北堂卿见多识广,一眼就听出云溪的野心。
戏子低贱,想要改变地位难如登天,除非有什么奇遇。
比如立下大功得朝廷嘉奖,比如娶贵女,一步登天。
显然,云溪打算走后面的路。
目标寻的是家中父兄官职低微的官家女,这些女子出身官家却见识少,容易被感动。
只要拿捏住女子的心,女子为了名节定会坚持嫁给他,到时候他就能轻轻松松实现阶级的跨越。
不得不说,脑子不错,就是想的太美了。
如若他是个清贫书生,确实可以实现。
低贱的戏子想要娶官家女,简直就是痴人说梦。
大林轻蔑笑道:“正是,看样子这位的野心极大。”
北堂卿让大山下去,把人带上来,他倒要看看这位云溪有何本事。
不到一刻钟,一位身形高瘦,长相温雅俊秀的男子出现在北堂卿眼前。
云溪来到北堂卿上前,恭敬行礼:“公子安好。”
北堂卿望向他,笑道:“听闻云溪公子音如琴调悦耳,打戏更是好,今天一见果然名不虚传。”
云溪在京城多年,见多识广,见北堂卿头戴人玉冠,金线腰带,知晓他身份高贵。
作揖,笑容亲切道:“多谢公子夸奖,只是本份工作罢了。”
翘着二朗腿,北堂卿慵懒靠在椅子内,假笑非笑道:“你可识得马莹?”
云溪脸色有一瞬间的怔神,随后笑着点头:“马姑娘很喜欢听我的戏,常来,识得,不熟。”
识得,不熟?
死去的马莹如若听到这话,不知道会做何感想。
“你可知晓她死了。

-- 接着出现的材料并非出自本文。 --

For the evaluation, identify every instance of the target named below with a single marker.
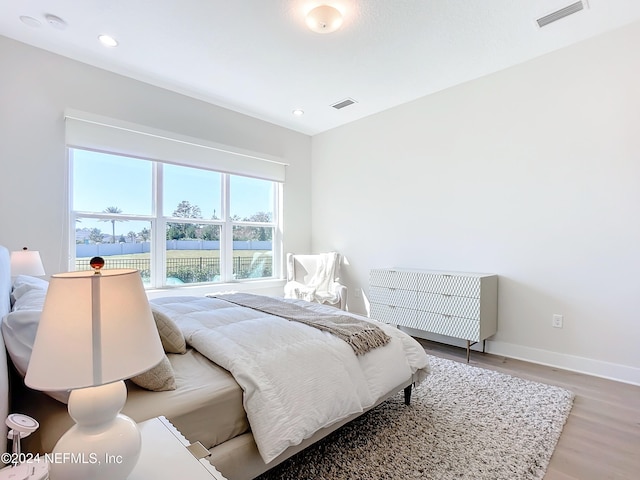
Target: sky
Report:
(102, 180)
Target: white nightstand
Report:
(164, 455)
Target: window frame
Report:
(158, 224)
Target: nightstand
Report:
(164, 455)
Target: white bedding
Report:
(296, 379)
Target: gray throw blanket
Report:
(361, 335)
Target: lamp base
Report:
(103, 444)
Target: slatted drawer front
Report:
(449, 305)
(391, 314)
(393, 296)
(448, 325)
(393, 278)
(449, 284)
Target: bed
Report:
(218, 399)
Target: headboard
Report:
(5, 306)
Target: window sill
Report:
(271, 286)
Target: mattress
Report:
(206, 406)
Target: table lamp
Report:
(96, 330)
(26, 262)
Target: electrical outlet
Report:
(556, 322)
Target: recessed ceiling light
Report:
(108, 41)
(324, 19)
(55, 22)
(32, 22)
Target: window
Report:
(174, 223)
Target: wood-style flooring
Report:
(601, 439)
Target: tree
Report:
(254, 233)
(113, 221)
(177, 231)
(95, 235)
(145, 234)
(186, 210)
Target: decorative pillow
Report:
(170, 334)
(19, 330)
(24, 284)
(158, 378)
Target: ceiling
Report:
(258, 57)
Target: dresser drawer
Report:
(391, 314)
(449, 305)
(462, 286)
(449, 325)
(384, 277)
(392, 296)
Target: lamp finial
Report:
(96, 263)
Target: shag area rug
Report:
(464, 422)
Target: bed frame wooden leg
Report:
(407, 394)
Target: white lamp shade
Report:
(94, 329)
(26, 262)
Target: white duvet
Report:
(296, 379)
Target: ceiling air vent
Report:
(563, 12)
(343, 103)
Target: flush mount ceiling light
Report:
(324, 19)
(108, 41)
(55, 22)
(32, 22)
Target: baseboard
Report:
(588, 366)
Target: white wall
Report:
(532, 173)
(35, 89)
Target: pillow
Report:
(19, 330)
(24, 284)
(157, 379)
(21, 324)
(170, 334)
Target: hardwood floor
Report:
(601, 439)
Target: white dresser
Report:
(456, 304)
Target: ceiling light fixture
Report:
(324, 19)
(108, 41)
(55, 22)
(32, 22)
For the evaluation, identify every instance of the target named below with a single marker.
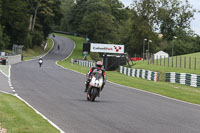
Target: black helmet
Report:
(99, 64)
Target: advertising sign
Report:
(106, 48)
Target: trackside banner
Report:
(106, 48)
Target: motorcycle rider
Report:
(98, 67)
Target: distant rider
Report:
(40, 61)
(98, 67)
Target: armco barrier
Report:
(183, 78)
(140, 73)
(83, 63)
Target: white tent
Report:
(161, 54)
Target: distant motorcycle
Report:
(40, 62)
(95, 86)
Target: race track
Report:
(58, 94)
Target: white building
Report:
(161, 54)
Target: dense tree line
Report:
(107, 21)
(27, 22)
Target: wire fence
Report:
(187, 62)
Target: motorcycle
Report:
(95, 86)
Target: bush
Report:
(95, 56)
(37, 38)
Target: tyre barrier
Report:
(83, 63)
(183, 78)
(140, 73)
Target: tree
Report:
(174, 15)
(15, 19)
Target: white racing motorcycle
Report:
(40, 62)
(95, 85)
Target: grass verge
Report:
(4, 69)
(177, 91)
(16, 117)
(37, 51)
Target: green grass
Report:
(160, 66)
(177, 91)
(4, 69)
(16, 117)
(36, 51)
(29, 54)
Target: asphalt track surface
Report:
(58, 94)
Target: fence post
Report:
(157, 60)
(164, 61)
(168, 61)
(160, 60)
(184, 62)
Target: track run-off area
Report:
(57, 93)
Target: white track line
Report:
(131, 87)
(42, 55)
(16, 95)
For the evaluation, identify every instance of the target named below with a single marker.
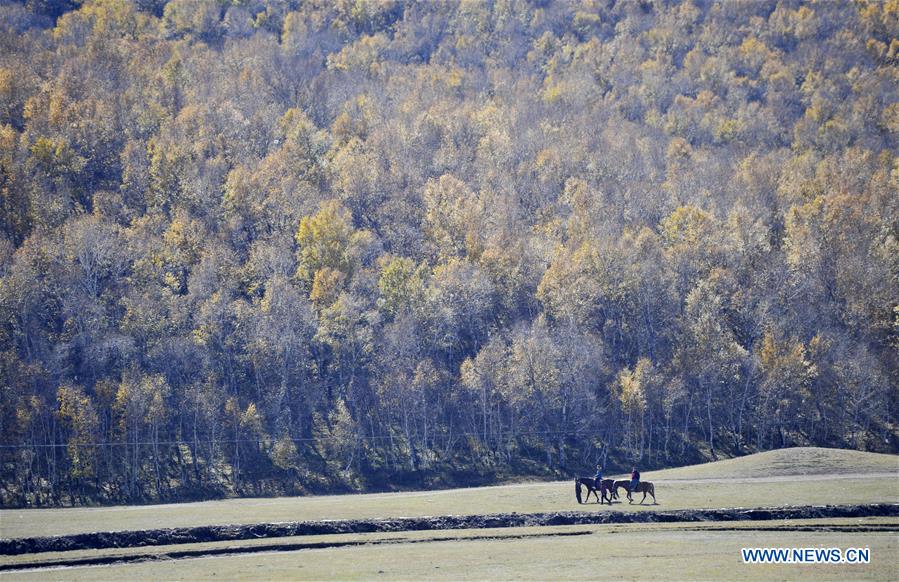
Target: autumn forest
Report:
(269, 248)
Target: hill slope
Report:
(784, 462)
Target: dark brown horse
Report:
(643, 487)
(605, 488)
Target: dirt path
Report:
(163, 537)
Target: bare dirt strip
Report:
(213, 533)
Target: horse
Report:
(643, 487)
(590, 483)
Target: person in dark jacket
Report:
(635, 478)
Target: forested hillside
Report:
(256, 248)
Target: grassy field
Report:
(680, 551)
(831, 477)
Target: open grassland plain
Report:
(670, 550)
(828, 476)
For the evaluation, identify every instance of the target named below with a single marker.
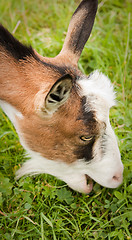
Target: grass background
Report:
(44, 207)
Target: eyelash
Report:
(86, 139)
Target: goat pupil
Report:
(55, 97)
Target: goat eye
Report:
(85, 138)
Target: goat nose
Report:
(118, 177)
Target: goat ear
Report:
(79, 29)
(58, 94)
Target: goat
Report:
(61, 116)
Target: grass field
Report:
(44, 207)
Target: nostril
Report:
(117, 177)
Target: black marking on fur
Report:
(83, 26)
(20, 51)
(13, 46)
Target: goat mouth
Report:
(89, 184)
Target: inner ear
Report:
(59, 93)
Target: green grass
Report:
(44, 207)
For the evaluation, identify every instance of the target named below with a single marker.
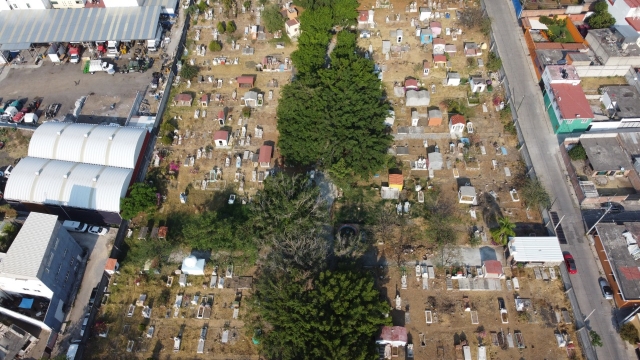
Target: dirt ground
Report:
(197, 133)
(452, 323)
(472, 168)
(125, 291)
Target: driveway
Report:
(99, 248)
(543, 147)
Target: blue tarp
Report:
(518, 6)
(26, 303)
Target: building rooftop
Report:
(611, 41)
(572, 103)
(605, 152)
(627, 100)
(27, 252)
(619, 253)
(535, 249)
(78, 25)
(549, 57)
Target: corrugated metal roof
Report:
(27, 251)
(89, 144)
(83, 24)
(66, 183)
(533, 248)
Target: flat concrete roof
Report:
(623, 265)
(605, 152)
(611, 41)
(627, 100)
(79, 25)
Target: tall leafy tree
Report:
(273, 20)
(333, 317)
(341, 118)
(504, 230)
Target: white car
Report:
(98, 230)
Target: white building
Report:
(536, 250)
(24, 4)
(38, 272)
(626, 12)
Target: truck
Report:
(112, 48)
(93, 66)
(153, 44)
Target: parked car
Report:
(571, 264)
(607, 292)
(84, 324)
(5, 171)
(615, 207)
(74, 226)
(92, 298)
(98, 230)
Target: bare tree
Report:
(305, 250)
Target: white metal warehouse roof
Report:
(77, 25)
(66, 183)
(89, 144)
(27, 251)
(533, 248)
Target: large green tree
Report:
(335, 316)
(601, 18)
(335, 113)
(503, 231)
(141, 198)
(272, 19)
(224, 229)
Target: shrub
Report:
(629, 333)
(578, 153)
(215, 46)
(189, 71)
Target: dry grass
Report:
(546, 297)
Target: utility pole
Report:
(601, 217)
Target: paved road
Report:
(543, 148)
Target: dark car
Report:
(615, 207)
(607, 292)
(501, 304)
(571, 264)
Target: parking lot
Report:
(98, 248)
(66, 83)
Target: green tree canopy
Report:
(601, 18)
(578, 152)
(272, 19)
(504, 230)
(224, 229)
(337, 114)
(141, 198)
(333, 317)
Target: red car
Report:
(571, 264)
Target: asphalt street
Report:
(543, 147)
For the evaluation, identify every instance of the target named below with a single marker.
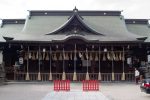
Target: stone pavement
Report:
(75, 95)
(40, 91)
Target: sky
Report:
(12, 9)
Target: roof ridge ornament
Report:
(75, 9)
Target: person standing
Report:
(137, 73)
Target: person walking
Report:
(137, 73)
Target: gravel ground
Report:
(38, 91)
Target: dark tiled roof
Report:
(136, 21)
(68, 13)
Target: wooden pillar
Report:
(99, 74)
(50, 64)
(113, 76)
(64, 74)
(75, 59)
(27, 74)
(39, 73)
(87, 73)
(123, 59)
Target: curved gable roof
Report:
(75, 22)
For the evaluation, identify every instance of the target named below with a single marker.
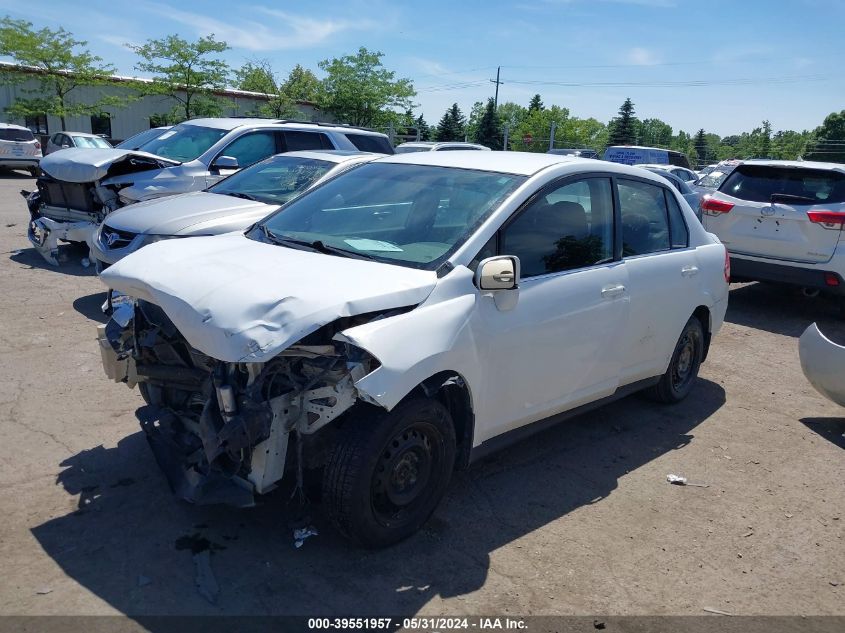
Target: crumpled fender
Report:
(823, 363)
(414, 346)
(44, 234)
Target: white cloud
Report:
(639, 56)
(281, 31)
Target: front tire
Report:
(388, 472)
(679, 378)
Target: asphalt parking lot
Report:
(577, 520)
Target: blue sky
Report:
(724, 65)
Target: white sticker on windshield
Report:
(373, 245)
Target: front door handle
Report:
(608, 292)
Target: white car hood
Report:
(76, 164)
(239, 300)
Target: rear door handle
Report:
(608, 292)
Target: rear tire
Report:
(679, 378)
(388, 471)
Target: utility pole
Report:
(498, 83)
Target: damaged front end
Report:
(73, 197)
(224, 431)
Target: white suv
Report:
(79, 187)
(408, 317)
(782, 222)
(19, 149)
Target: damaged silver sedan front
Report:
(406, 318)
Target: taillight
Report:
(828, 219)
(711, 206)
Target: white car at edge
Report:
(406, 318)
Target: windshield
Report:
(275, 180)
(90, 141)
(411, 215)
(184, 142)
(136, 141)
(407, 149)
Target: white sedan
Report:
(408, 317)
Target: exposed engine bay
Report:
(223, 431)
(63, 208)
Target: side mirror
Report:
(225, 162)
(498, 273)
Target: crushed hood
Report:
(76, 164)
(175, 215)
(236, 299)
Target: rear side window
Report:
(758, 183)
(295, 141)
(12, 134)
(645, 225)
(370, 143)
(678, 231)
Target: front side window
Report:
(184, 142)
(251, 148)
(391, 212)
(645, 224)
(275, 180)
(569, 227)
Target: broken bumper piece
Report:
(44, 234)
(188, 477)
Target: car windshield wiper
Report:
(787, 197)
(316, 246)
(238, 194)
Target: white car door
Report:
(663, 275)
(558, 346)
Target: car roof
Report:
(331, 155)
(232, 123)
(805, 164)
(519, 163)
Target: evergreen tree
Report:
(536, 104)
(489, 131)
(623, 129)
(701, 147)
(452, 125)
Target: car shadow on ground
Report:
(130, 542)
(831, 429)
(70, 259)
(783, 310)
(91, 307)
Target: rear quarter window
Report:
(758, 183)
(369, 143)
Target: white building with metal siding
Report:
(135, 116)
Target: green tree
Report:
(302, 85)
(623, 129)
(359, 90)
(63, 65)
(829, 142)
(655, 133)
(489, 130)
(188, 72)
(258, 76)
(452, 126)
(422, 126)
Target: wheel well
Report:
(451, 390)
(702, 313)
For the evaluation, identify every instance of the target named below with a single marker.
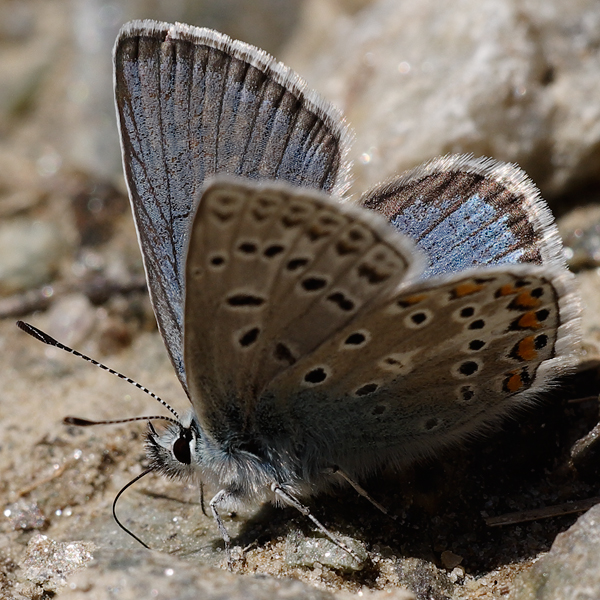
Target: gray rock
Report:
(504, 78)
(30, 254)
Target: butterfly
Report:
(317, 339)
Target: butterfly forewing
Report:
(273, 273)
(192, 103)
(433, 362)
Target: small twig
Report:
(523, 516)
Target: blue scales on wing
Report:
(463, 213)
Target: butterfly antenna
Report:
(38, 334)
(127, 485)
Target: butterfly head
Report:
(174, 452)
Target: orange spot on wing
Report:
(466, 289)
(526, 300)
(507, 290)
(411, 300)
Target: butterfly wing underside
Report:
(464, 212)
(303, 330)
(434, 362)
(274, 272)
(192, 103)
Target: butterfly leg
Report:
(361, 491)
(219, 498)
(289, 499)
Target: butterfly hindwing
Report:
(433, 362)
(191, 103)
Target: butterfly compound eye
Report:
(181, 449)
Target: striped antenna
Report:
(38, 334)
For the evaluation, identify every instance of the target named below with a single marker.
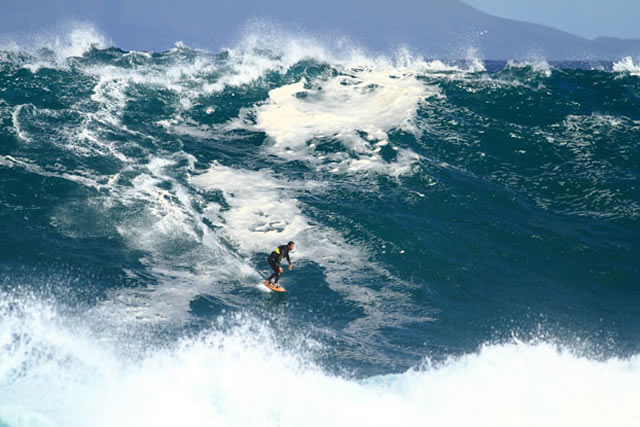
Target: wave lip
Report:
(627, 65)
(53, 373)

”
北堂卿说完,眼神定定注视着他的神色。
云溪讶然抬头,眼中满是不可思议:“怎么可能?”
北堂卿笑道:“不可能我就不出现在这里了,云溪,我现在问你,你和马莹,熟悉不熟悉?”
云溪忙不迭摇头,慌张道:“我对马姑娘真的不熟悉。”
“确实。”北堂卿挑眉,语气透出冰冷:“他不是你的爱慕者之一嘛,有人还看到过你们在后巷子拥抱,亲吻。不熟悉都能如此,熟悉的人该如何?”
云溪听到这话,脸色煞白,颤抖着唇道:“我。。她的死与我无关,公子,我身份低微,与她要好,只是想娶她摆脱现在的身份而已。”
“是吗?”北堂卿从靴子内掏出匕首,锋利的刀尖挑起他洁净的下巴,笑容透出寒霜:“可你的眼神告诉我,你还知晓一些别的东西。”
云溪拼命摇头,表示自己真的什么都不知道。
北堂卿懒得和他废话,让人把他带回刑部。
“等下。”云溪直起腰,望着北堂卿的眼神有着哀求:“我患有轻微性心疾,要吃药。不知可否让我先回房拿药?”
北堂卿怀疑的目光落在他身上,随至望向大山:“跟着他去。”
“是。”
大山上前一把提起云溪,让他在前面带路。